Installation view of the exhibition titled Stan Douglas: Revealing Narratives, at the PHI Foundation for Contemporary Art in Montréal, dated 2022.
Installation view of the exhibition titled Stan Douglas: Revealing Narratives, at the PHI Foundation for Contemporary Art in Montréal, dated 2022.
 

PHI Foundation for Contemporary Art, Montréal

February 2022

For over thirty years, Stan Douglas has devoted his work to the investigation of the image; the technologies of their making, their aesthetic languages and their dynamics of power.
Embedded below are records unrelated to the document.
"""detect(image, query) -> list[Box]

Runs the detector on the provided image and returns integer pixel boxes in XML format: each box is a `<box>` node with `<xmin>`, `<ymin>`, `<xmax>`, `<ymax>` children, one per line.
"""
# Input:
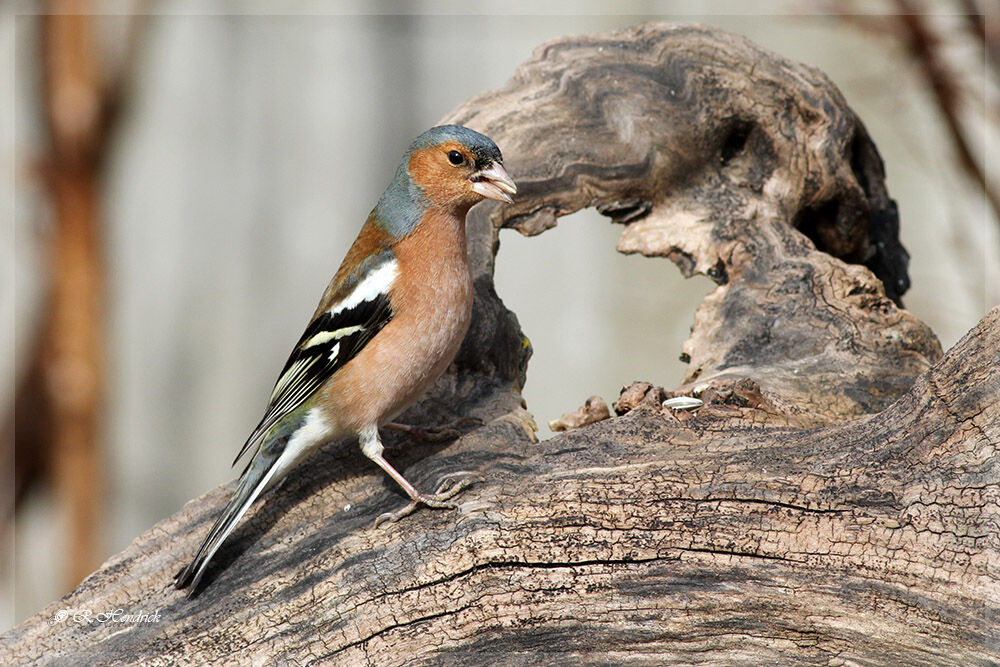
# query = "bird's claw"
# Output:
<box><xmin>374</xmin><ymin>470</ymin><xmax>486</xmax><ymax>528</ymax></box>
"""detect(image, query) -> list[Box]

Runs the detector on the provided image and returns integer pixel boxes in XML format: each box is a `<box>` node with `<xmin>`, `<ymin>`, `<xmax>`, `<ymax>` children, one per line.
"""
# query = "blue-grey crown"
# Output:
<box><xmin>408</xmin><ymin>125</ymin><xmax>503</xmax><ymax>167</ymax></box>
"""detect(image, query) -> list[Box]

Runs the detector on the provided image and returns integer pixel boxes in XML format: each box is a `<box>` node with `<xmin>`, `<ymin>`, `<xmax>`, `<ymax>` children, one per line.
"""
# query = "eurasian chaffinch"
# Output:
<box><xmin>174</xmin><ymin>125</ymin><xmax>517</xmax><ymax>593</ymax></box>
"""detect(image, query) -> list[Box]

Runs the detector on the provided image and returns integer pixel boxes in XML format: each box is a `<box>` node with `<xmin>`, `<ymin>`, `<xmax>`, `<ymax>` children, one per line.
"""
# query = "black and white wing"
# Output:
<box><xmin>233</xmin><ymin>255</ymin><xmax>398</xmax><ymax>464</ymax></box>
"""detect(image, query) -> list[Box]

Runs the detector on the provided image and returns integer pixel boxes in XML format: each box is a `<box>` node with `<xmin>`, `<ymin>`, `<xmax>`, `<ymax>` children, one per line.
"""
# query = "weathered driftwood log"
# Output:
<box><xmin>0</xmin><ymin>25</ymin><xmax>1000</xmax><ymax>665</ymax></box>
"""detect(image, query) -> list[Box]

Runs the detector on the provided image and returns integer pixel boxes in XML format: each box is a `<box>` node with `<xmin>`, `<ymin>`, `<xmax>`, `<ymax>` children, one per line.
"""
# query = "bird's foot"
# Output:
<box><xmin>375</xmin><ymin>470</ymin><xmax>486</xmax><ymax>528</ymax></box>
<box><xmin>385</xmin><ymin>417</ymin><xmax>482</xmax><ymax>442</ymax></box>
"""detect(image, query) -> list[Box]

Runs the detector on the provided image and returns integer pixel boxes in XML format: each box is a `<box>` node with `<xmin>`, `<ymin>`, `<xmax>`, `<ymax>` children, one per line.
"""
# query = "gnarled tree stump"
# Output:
<box><xmin>0</xmin><ymin>25</ymin><xmax>1000</xmax><ymax>665</ymax></box>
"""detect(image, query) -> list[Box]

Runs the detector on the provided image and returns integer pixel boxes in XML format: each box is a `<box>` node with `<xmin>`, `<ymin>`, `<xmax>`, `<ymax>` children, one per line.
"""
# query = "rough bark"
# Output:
<box><xmin>0</xmin><ymin>25</ymin><xmax>1000</xmax><ymax>665</ymax></box>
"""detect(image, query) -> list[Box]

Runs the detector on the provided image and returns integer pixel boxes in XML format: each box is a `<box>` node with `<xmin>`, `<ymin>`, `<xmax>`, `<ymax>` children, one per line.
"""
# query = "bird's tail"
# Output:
<box><xmin>174</xmin><ymin>447</ymin><xmax>279</xmax><ymax>597</ymax></box>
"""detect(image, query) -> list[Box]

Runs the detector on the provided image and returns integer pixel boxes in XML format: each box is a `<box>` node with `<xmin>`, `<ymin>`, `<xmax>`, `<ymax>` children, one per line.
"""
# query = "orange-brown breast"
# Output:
<box><xmin>326</xmin><ymin>207</ymin><xmax>472</xmax><ymax>432</ymax></box>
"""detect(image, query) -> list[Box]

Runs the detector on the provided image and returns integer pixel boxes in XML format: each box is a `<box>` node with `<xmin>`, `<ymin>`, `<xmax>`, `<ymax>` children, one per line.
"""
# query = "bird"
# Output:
<box><xmin>174</xmin><ymin>125</ymin><xmax>517</xmax><ymax>595</ymax></box>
Through photo, film and video installation, television, theatre, mobile applications and many other digital media technologies, he delves into the recreation of moments in history at a cultural, social and political tipping point, to reveal multiple and divergent narratives in meticulous detail. 
 
The exhibition at the PHI Foundation, titled Revealing Narratives, will present the Canadian premiere of Douglas’s most recent photo series Penn Station's Half Century (2021) and Disco Angola (2012), a series of photos that will be presented in Québec for the first time. 
 
Penn Station's Half Century was commissioned by the Empire State Development in partnership with Public Art Fund, on the occasion of the dedication of New York City’s new Moynihan Train Hall. Douglas worked with a researcher who rifled through thousands of newspapers and periodicals to select nine historic moments that took place in New York’s original Pennsylvania Station between 1914 and 1957, before it was demolished to make way for Madison Square Garden. Among these selected events is March 1, 1914, when a large number of vaudeville performers staged an impromptu show after being stranded at the station by a severe snowstorm. Another was August 7, 1934, when liberated Black labour organizer Angelo Herndon, who had been arrested for the possession of Communist literature arrived at the station to the greeting of thousands of well-wishers. 
 
Made with a hybrid of CG imagery and staged photography, these scenes were re-created by Douglas over a four-day shoot in Vancouver, which involved over four hundred actors who were scanned and redressed in one of five hundred unique period costumes, before being posed digitally. Douglas arranged these nine vignettes into thematic panels, which are presented in the Foundation’s 465 Saint-Jean Street galleries. 
 
With the series Disco Angola, Douglas takes on the persona of a fictional photojournalist living in New York City in the 1970s, who is a regular in the emerging disco scene and travels back and forth to Angola to cover the civil war. The works in the series are dated from 1974 and 1975, which was a critical period for the global political economy, marked by an oil crisis, a global market crash and increasingly strained relations between the US and Soviet Union. It is out of this bleak historical context that disco evolved. This important genre inspired by funk and soul music became heavily embraced by New York City’s Black, Latinx and queer communities as a joyful expression of emancipation from oppression. Douglas’s alter ego would travel back and forth to Angola to chronicle the country’s struggle for liberation from Portuguese rule. 
 
Through intense research into archival photographs, period costumes and decor, Douglas crafted “snapshots” from each of these locations. The series consists of eight, large-scale panoramic photographs, four based in Angola and four in New York, which Douglas arranged into specific pairings that put forth a multitude of contrasts and comparisons. 
 
In a time of "fake news" and our own experiences with historical uncertainty, these two series are tethered by Douglas’s steadfast exploration of the many conceptual, formal, and technical rigors of the image, to assert that there is always more than one side to a story. 
 
Stan Douglas will represent Canada at this year’s 59th Venice Biennale, taking place from April 23 to November 27, 2022. 
 
The exhibition Revealing Narratives will travel to the Art Gallery of Nova Scotia in Halifax following its Montréal debut.